薛延不想动手,奈何对方可不这么想,锥骨钉扔完扔弯刀,躲了弯刀还有镰刀?
“停停停!”薛延边躲边喊,“乘人之危你们!”
云七桀桀一笑,“将军,多年不见,怎么能不比划两下呢!”
云九也跟着附和,“就是啊将军!不比划两手都对不起我们在梁上窝了一天!”
“什么!”你们在我的房间里窝了一天,我却出门跑断了腿?
薛延气的表情都扭曲了,侧身躲开云四刺过来的尖刺的那刹那,云四甚至都没看清薛延的手,只觉手臂一麻,手上的刺刀已经被薛延夺了过去。眼看着属于自己的尖刀冲着自己的面门二来,云四反应不及,好在云七拉了他一把,堪堪擦着刀身过去了。
云四抱了抱拳,“多谢将军指点。”便退到了一旁观战。
“叛徒!”其他三人异口同声道。
叛徒就叛徒吧,反正也赢不了。云四想。他一把刺刀从不离手,能凭双手从他手里卸下武器的除了钟泊雅也只有薛延了。
薛延当初训练他们的时候就知道他们单打独斗不行,只能拼团战,房里只有他们四个人,薛延能胜是肯定的,只是时间的问题。
这些年他们自己也有琢磨一些几个人的阵法,但都不如五十六人一起的时候厉害。民间将他们传的神乎其神,五十六人能抵得上一支军队。
都是放屁。
没有耕坏的田,都是累死的牛。
一支军队少说也有几千人吧?他们每个人砍十个都很累的好吗!
就在云四发呆的功夫里,其他三人已经被卸了武器,抱拳致谢了。
薛延终于喘了口气。
“怎么说我也是你们的爹吧?半个爹总有吧?哪有儿子一见到爹就上来找揍的?”
。
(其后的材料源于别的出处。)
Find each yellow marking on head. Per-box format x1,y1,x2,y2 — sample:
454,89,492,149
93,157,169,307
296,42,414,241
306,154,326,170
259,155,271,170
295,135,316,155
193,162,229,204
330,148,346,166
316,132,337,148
。。。。。
薛延不敢对钟泊雅没大没小的,这几个被他骂了两年多的小崽子还不能让他讨点嘴上便宜吗?
“有了娘,就忘了爹,为父心好痛啊!”
云四云七云九云大四人各对视了一眼,都读懂了对方眼里的意思。
和钟泊雅一样戏多,果然不是一家人,不进一家门。
第25章 
和黑铁云骑的几个人贫了会儿,薛延收敛了神色,恢复到了公事公办的样子,俨然一副将军样。
虽然有些疲乏,但还是强撑着听完了云四等人的陈述,大致对襄城的势力范围有了些许的了解。
薛延没有想到,区区的一个小城还能有不亚于京城的架势。如今的京城被钟泊雅镇压着,没人敢翻出水花来,反观之,京城的权贵们比这里的人乖多了。
这刘家顾家都是襄城的大户,除此之外,还有城北的赵家以打造金器起家,有皇家御赐的“只此一金”的褒奖;城东的王家以前是个破落户,后来靠卖假酒发了家,之后就是转了路子,开始做正经生意,改开酒楼了,襄城的客栈酒楼,凡是能叫得上名字的字号都有他王家的股份在。
薛延听完只觉得,天下有钱人是不是都聚到了这小小的襄城?好像除了他,都格外的有钱?
薛延不着痕迹的摸了摸胸口放钱袋的位置,给钟泊雅买完裙子后所剩无几,他都不知道还能不能付完住房的钱。
打了十年仗,所有的军饷攒着打算养老的,结果一条裙子几乎去了大半。
唉,难怪那么多人做贪官呢。
不贪,媳妇的裙子都买不起了,更别谈胭脂水粉了。好在钟泊雅不用胭脂水粉,薛延突然间庆幸。
话说回来,这老刘家和顾家是争了不知道多少年的敌对关系,而顾家这个祖上积荫厚实的门第和城北的赵家又有姻亲关系;赵家有着皇恩庇护,在襄城也是有头有脸的人物,但是这两年不知道为什么,突然间和城东的王家走得近了,还定下了亲事。
这真是令人咋舌。
真正的高门大户是不会看得起半路起家的野路子的,除非门第渐衰,不得不靠联姻来勉强支撑了。
可襄城这个富裕的城市,谁不是赚的盆满钵满,为何这个有皇恩庇护的家族会衰退?
过满则溢,唉。
“想坐收鱼翁之力的人实在多,不能说明人就在这两个家族里面,襄城可有和新起之秀?”
“襄城每日都会有新起之秀,每日也会有落日余晖,这些人都不足以能和这四大家族匹敌,想要引得两大家族相争,再一口气吞下这两大家的更是没有。”
薛延沉吟了片刻,问出了一个积极没有水准的问题:“这四大家很有钱吗?襄城有钱到富可敌国吗?”
恕他这个在塞外每日都在愁军饷的人不能明白有钱是什么滋味。他恨不得把一文钱掰成两文钱用呢!
“襄城自然没法和京城比,更何况还有江南的雍城。”云七叹了口气,总感觉薛将军太没见过世面了。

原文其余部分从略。